In Vietnam, alla corte dell’imperatore a cui l’amante spagnolo fece conoscere Gaudì

Testo e foto di Maria Elena Sini

Da oggi, 1° settembre 2019, partiamo per un lungo viaggio intorno al mondo tra città, natura, storia e opere d’arte. È d’obbligo farci guidare da Maria Elena Sini, viaggiatrice per eccellenza di Donne della realtà, che anche oggi stimola la nostra curiosità e la nostra voglia di conoscere con un originale reportage dal Vietnam, Paese dal quale è da poco tornata. Questa è la prima parte, buona lettura.

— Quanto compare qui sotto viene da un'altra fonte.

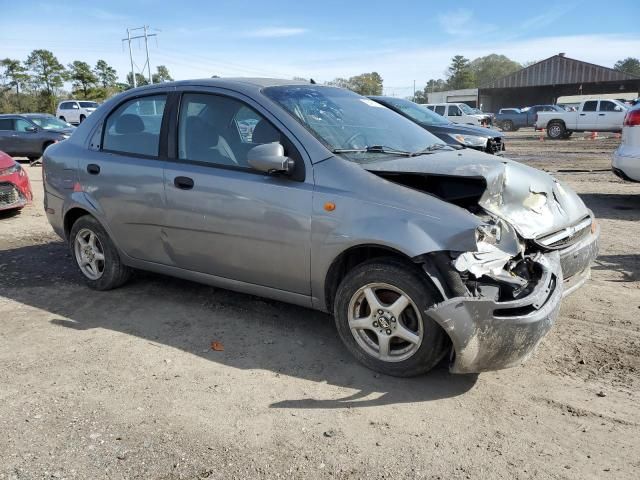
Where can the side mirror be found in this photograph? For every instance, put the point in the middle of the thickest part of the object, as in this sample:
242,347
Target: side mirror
270,158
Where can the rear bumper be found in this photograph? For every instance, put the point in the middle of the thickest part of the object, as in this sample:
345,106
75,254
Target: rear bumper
491,335
625,166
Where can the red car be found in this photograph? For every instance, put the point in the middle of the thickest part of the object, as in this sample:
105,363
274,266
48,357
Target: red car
15,189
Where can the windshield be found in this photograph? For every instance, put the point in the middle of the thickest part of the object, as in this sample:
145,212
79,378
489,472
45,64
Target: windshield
50,123
466,109
418,113
342,119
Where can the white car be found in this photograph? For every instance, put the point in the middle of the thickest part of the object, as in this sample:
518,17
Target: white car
460,113
626,159
602,115
75,111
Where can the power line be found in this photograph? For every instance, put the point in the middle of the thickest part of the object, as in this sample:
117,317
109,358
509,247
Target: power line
147,63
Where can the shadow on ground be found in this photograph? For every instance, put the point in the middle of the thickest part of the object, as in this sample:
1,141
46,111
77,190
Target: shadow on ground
617,206
628,266
257,333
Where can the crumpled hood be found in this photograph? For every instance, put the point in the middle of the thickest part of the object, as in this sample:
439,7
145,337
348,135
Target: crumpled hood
532,201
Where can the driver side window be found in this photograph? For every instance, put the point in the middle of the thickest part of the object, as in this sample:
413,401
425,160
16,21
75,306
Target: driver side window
220,130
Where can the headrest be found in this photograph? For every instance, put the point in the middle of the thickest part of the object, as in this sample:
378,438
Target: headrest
129,123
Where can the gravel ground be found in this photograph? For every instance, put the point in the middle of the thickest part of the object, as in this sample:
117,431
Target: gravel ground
124,384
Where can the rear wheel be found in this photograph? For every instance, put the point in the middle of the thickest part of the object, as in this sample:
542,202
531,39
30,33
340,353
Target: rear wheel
507,126
96,255
380,316
556,130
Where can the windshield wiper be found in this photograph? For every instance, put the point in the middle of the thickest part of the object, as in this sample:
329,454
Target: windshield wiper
374,149
431,149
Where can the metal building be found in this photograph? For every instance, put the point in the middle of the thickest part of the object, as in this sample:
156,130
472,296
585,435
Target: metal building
557,76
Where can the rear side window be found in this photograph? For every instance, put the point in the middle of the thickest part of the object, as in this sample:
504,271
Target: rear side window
607,106
134,127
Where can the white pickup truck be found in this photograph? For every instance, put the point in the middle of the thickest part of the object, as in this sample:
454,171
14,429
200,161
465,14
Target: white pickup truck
591,116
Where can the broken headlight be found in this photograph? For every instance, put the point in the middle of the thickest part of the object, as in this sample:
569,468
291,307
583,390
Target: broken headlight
469,140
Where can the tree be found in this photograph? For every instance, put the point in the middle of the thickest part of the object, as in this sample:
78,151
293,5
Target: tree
82,76
367,83
107,75
47,72
161,75
459,74
628,65
492,67
364,84
140,80
15,75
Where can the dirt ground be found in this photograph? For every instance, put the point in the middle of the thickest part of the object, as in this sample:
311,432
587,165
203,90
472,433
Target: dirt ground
124,384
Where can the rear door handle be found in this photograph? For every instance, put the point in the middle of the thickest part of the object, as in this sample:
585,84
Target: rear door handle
93,169
183,183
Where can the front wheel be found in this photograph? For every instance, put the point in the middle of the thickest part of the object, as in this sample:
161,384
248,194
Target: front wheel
380,316
556,130
96,255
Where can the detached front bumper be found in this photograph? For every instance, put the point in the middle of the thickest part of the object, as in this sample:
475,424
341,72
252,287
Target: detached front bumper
491,335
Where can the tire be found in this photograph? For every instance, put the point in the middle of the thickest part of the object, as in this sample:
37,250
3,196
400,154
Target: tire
388,279
507,126
556,130
110,272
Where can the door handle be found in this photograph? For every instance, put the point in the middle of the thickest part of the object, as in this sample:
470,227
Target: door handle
93,169
183,183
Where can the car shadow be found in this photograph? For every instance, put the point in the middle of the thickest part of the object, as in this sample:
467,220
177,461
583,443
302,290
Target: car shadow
257,334
618,206
628,266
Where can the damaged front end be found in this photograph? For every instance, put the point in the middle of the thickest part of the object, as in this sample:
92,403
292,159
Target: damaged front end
499,301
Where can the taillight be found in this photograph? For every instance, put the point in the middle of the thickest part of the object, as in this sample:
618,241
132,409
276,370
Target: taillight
632,118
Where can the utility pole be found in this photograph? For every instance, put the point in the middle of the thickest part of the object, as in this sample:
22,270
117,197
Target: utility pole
133,75
146,47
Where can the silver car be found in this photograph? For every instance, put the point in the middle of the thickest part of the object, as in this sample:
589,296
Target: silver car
330,201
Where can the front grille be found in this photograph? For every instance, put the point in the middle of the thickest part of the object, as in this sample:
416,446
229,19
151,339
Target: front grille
8,194
567,236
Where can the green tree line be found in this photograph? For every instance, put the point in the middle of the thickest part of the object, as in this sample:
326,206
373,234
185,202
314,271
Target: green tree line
37,84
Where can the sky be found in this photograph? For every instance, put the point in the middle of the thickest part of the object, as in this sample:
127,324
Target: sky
403,41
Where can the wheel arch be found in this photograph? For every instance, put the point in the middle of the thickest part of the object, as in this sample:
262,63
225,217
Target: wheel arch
349,259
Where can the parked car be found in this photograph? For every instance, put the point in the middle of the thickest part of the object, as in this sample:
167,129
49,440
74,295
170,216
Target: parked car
514,119
335,203
460,113
75,111
471,136
591,116
626,158
15,189
29,134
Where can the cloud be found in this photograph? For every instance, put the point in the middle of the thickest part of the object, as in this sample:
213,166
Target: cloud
276,32
462,22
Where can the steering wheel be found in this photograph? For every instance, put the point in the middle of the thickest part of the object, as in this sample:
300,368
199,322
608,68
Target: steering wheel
349,142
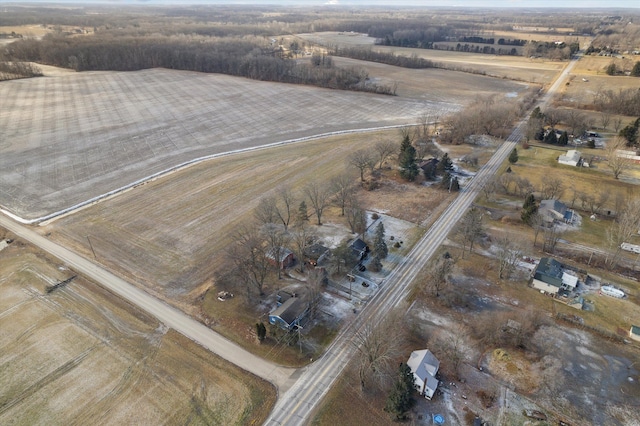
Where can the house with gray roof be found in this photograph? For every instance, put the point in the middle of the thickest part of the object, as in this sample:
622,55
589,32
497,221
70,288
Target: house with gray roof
424,366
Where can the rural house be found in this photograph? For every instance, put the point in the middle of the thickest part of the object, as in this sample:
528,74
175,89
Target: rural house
424,366
291,311
315,254
360,249
553,211
285,256
550,277
571,158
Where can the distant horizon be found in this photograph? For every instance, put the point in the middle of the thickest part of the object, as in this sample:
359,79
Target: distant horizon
495,4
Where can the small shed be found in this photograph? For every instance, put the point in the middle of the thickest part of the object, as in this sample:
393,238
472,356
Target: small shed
571,158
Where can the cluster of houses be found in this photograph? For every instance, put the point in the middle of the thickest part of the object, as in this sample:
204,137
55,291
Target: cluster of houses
292,309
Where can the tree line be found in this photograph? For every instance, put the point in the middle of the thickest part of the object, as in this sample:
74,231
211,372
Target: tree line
250,58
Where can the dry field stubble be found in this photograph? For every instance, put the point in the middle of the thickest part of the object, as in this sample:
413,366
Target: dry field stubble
70,137
508,67
79,355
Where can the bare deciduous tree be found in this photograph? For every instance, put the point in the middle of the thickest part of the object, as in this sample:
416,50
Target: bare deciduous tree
471,229
508,255
361,160
616,162
319,196
384,150
378,346
343,191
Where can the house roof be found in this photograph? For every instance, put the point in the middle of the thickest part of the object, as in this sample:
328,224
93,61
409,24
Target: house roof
359,245
284,252
549,271
571,155
315,251
291,309
555,205
424,365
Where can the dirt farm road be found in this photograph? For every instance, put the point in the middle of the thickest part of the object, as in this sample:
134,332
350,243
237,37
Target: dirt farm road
295,406
171,317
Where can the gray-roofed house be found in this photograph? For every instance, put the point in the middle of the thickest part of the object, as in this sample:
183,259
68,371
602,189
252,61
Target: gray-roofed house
571,158
314,254
555,211
424,366
360,248
291,311
548,276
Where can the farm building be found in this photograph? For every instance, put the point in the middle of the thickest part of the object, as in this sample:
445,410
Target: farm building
360,249
424,366
285,256
315,254
291,311
550,277
555,211
571,158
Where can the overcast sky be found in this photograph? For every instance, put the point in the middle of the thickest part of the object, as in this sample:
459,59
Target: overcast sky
574,4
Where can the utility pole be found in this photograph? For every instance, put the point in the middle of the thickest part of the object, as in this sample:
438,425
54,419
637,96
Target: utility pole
92,250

Dettaglio delle ceramiche che rivestono le pareti del mausoleo dell’imperatore Khai Dinh, penultimo imperatore del Vietnam, nei dintorni di Huè che fu la capitale del Paese asiatico dal 1802 al 1945. Tutte le foto di questo reportage sono state scattate da Maria Elena Sini, che ringraziamo.

Del viaggio in Vietnam porterò con me i colori dei mercati, il profumo dei fiori di frangipane, la sontuosità della natura lussureggiante e il misticismo degli edifici religiosi che nel tumulto della vita moderna ispirano lentezza e contemplazione. Ma non voglio parlare della bellezza di questo Paese e delle tante ragioni per cui merita una visita, in particolare voglio raccontare una storia che mi ha colpito, che affonda le radici nel passato, ma forse è collegata al presente e ai costumi di vita del Vietnam più di quanto si possa immaginare.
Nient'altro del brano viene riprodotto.